Les implications des restrictions sur les travailleurs étrangers temporaires en Côte-Nord
La situation économique en Côte-Nord requiert une attention particulière alors que les Chambres de commerce locales s’inquiètent des répercussions des nouvelles restrictions sur le Programme des travailleurs étrangers temporaires. Face à une conjoncture d’incertitude économique, ces organizations exigent un moratoire qui pourrait sauver de nombreuses entreprises de la région de la déroute.
Réactions des entreprises face aux nouvelles mesures
De nombreuses entreprises au Québec, en particulier celles opérant en Côte-Nord, ont exprimé des préoccupations croissantes concernant leur viabilité dans un environnement de travail déjà tendu. Les restrictions sur l’embauche de travailleurs étrangers temporaires sont perçues comme une menace directe à la survie de milliers d’entreprises. Comme l’affirment les Chambres de commerce locales et la Fédération des Chambres de commerce du Québec (FCCQ), de nombreuses entreprises sont face à des pénuries de main-d’œuvre qu’elles ne peuvent pas combler en interne.
Des chiffres révélateurs
Un sondage mené récemment dans la région de Manicouagan a mis en lumière un impact inquiétant : 53 entreprises locales se trouvent directement touchées par les deux décrets émis par le ministre fédéral de l’Immigration. Cette situation rend d’autant plus pressant l’appel à une collaboration entre les gouvernements provincial et fédéral pour maintenir l’accès à ces travailleurs indispensables.
L’importance vitale des travailleurs étrangers temporaires
La voix de Jeff Dufour Tremblay, directeur de la Chambre de commerce et d’industrie de Manicouagan, résonne fortement : chaque restriction supplémentaire dans l’accès aux travailleurs étrangers temporaires fragilise davantage une économie déjà vulnérable. Les secteurs en déclin, comme celui de la Côte-Nord, dépendent largement de ces travailleurs pour garantir leur compétitivité et leur pérennité. La peur d’une aggravation de la situation économique devient palpable face à de telles mesures.
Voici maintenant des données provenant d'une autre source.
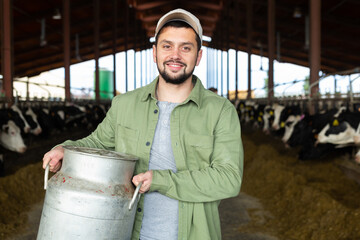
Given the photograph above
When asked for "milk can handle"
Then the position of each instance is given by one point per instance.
(46, 175)
(136, 193)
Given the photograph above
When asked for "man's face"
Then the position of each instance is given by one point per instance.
(176, 54)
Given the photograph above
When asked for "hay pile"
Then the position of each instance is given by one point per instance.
(306, 200)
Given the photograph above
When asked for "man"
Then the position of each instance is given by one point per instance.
(186, 137)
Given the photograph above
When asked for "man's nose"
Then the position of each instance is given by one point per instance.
(175, 54)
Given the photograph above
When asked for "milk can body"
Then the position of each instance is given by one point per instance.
(89, 197)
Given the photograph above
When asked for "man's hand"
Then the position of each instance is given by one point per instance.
(54, 156)
(145, 178)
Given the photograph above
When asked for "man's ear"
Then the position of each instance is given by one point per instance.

Les effets des tensions tarifaires sur l’emploi
La situation géopolitique, avec le risque d’une guerre tarifaire, accentue les craintes existantes. Selon les projections du gouvernement du Québec, des pertes d’emploi s’élèveraient à 100 000 si les menaces de tarifs se concrétisaient. Les Chambres de commerce font valoir que même dans un contexte de pertes potentielles d’emplois, les besoins spécifiques en main-d’œuvre des entreprises ne pourraient pas être satisfaits uniquement par les chômeurs résidant sur place. Certaines professions, comme celles des soudeurs et dans le secteur touristique, restent cruciales et souvent non remplaçables par des travailleurs localement disponibles.
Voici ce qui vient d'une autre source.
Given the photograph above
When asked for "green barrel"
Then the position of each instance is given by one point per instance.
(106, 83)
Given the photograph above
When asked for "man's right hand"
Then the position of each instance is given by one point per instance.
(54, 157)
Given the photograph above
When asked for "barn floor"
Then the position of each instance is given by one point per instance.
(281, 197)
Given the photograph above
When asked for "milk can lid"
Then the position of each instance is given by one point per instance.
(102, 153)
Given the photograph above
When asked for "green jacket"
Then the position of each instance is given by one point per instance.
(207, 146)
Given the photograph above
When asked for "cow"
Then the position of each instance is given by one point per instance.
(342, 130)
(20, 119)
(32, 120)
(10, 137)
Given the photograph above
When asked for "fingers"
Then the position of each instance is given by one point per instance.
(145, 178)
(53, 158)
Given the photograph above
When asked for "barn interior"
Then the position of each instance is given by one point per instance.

Postes vacants et croissance ralentissante
Avec plus de 127 000 postes vacants dans la province et un taux de chômage moyen de 5,4 % lors du troisième trimestre 2024, la situation demande une réflexion approfondie. Selon la FCCQ, plus de 62 000 permis de travail étrangers temporaires ont été attribués en 2023, soutenant plus de 17 000 employeurs. La nécessité de maintenir un flux constant de main-d’œuvre à travers ce programme est d’autant plus pressante, surtout avec la perspective d’un million de départs à la retraite d’ici 2031.
Incompatibilités entre discours et réalité économique
La nécessité de maintenir une main-d’œuvre compétente et disponible entre en contradiction avec les objectifs économiques promus par les gouvernements. Tandis que les entreprises sont appelées à améliorer leur productivité, les restrictions imposées à l’immigration semblent contredire cette directive. La réduction de l’immigration de travailleurs essentiels est jugée insoutenable dans un contexte où la compétitivité doit être renforcée.
Ces enjeux font face à une nécessité d’évaluation critique et de réponse diplomatique immédiate afin d’assurer non seulement la survie des entreprises mais également la continuité de l’activité économique dans la région.